About The Project

Sick of the city, you need some perspective. You catch the red eye to England to find out more about the masterminds behind Phrase Detectives.

As they welcome you into their brighly lit University, you realise they aren't so shadowy after all.

More about the game...

The Phrase Detectives game has been developed as a fun way for people to collaborate in creating large linguistic resources that will be used to further language technology used on the Internet, in business and on home computers. It is an example of a "Game With A Purpose" or GWAP, where a gaming environment is used for completing tasks on a scale not possible in more traditional ways. The data collected from the game is compiled to create an annotated corpus (a collection of files that have been worked on enough by humans as to be useful for computational purposes). This methodology has been referred to as human computation or the Wisdom of the Crowds, where large groups of people collaboratively come up with good answers.

The original Phrase Detectives game was released in 2008 and collects collaborative anaphoric decisions from online volunteers. As of December 2018 the game has collected over 4 million examples of human language in the database submitted by 60000 players, a collaborative effort of over 9500 hours or 395 days. Exported data from the game shows that the combined answers of players gives a very high quality result.

Read more about the game in these articles:
Innovations Report
Science Daily

Disagreements and Language Interpretation (DALI) Project

Natural language expressions are supposed to be unambiguous in context. Yet more and more examples of use of expressions that are ambiguous in context, yet felicitous and rhetorically unmarked, are emerging. In previous work, we demonstrated that ambiguity in anaphoric reference is ubiquitous, through the study of disagreements in annotation, that we pioneered in CL. Since then, additional cases of ambiguous anaphoric reference have been found; and similar findings have been made for other aspects of language interpretation, including wordsense disambiguation, and even part-of-speech tagging. Using the Phrase Detectives Game-With-A-Purpose to collect massive amounts of judgments online, we found that up to 30% of anaphoric expressions in our data are ambiguous. These findings raise a serious challenge for computational linguistics (CL), as assumptions about the existence of a single interpretation in context are built in the dominant methodology, that depends on a reliably annotated gold standard.

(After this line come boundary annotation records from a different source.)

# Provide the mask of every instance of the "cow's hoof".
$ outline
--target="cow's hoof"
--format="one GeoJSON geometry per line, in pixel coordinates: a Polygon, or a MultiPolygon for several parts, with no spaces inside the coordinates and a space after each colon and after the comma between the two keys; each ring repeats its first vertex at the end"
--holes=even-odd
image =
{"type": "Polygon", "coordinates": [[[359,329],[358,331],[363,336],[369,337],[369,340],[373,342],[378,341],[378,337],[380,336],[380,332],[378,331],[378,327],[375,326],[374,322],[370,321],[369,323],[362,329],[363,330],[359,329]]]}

The goal of DALI is to tackle this fundamental issue of disagreements in interpretation by using computational methods for collecting and analysing such disagreements, some of which already exist but have never before been applied in linguistics on a large scale, some we will develop from scratch. First of all, we will develop more advanced games-with-a-purpose to collect massive amounts of data about anaphora from people playing a game.

Secondly, we will use Bayesian models of annotation, widely used in epidemiology but not in linguistics, to analyse such data and identify genuine ambiguities; doing this for anaphora will require novel methods. Third, we will use these data to revisit current theories about anaphoric expressions that do not seem to cause infelicitousness when ambiguous. Finally, we intend to develop the first supervised approach to anaphora resolution that does not require a gold standard as a blueprint for other areas.

The original AnaWiki Project

Creating anaphorically annotated resources through Web cooperation

The ability to make progress in Computational Linguistics depends on the availability of large annotated corpora, but creating such corpora by hand annotation is very expensive and time consuming; in practice, it is unfeasible to think of annotating more than one million words.

However, the success of Wikipedia and other projects shows that another approach might be possible: take advantage of the willingness of Web users to contribute to collaborative resource creation. AnaWiki is a project that develops tools to allow and encourage large numbers of volunteers over the Web to collaborate in the creation of semantically annotated corpora (in the first instance, of a corpus annotated with information about anaphora).


June 2019
This year has been a busy year for the DALI team analysing and publishing results from Phrase Detectives, including releasing the second version of the annotated corpus. Read the latest publications about the project on the about page.
April 2019
Head office confirm prizes will be continuing into 2019. Great news for you hard working players!
December 2018
We're back! The geeks have been working hard to produce a new version of Phrase Detectives that takes the best bits of the Facebook version (RIP) and updates the original game. Phrase Detectives version 2 may have a few teething problems as players are integrated over so get in contact is something odd happens and we'll get it fixed.
Sept 2018
The team met up at Queen Mary University to discuss progress of Year 2 in the DALI project. Some of our goals are well ahead, which is great news.
May 2018
The team ran a workshop at LREC'18 called Games4NLP where researchers and game developers got together to share ideas.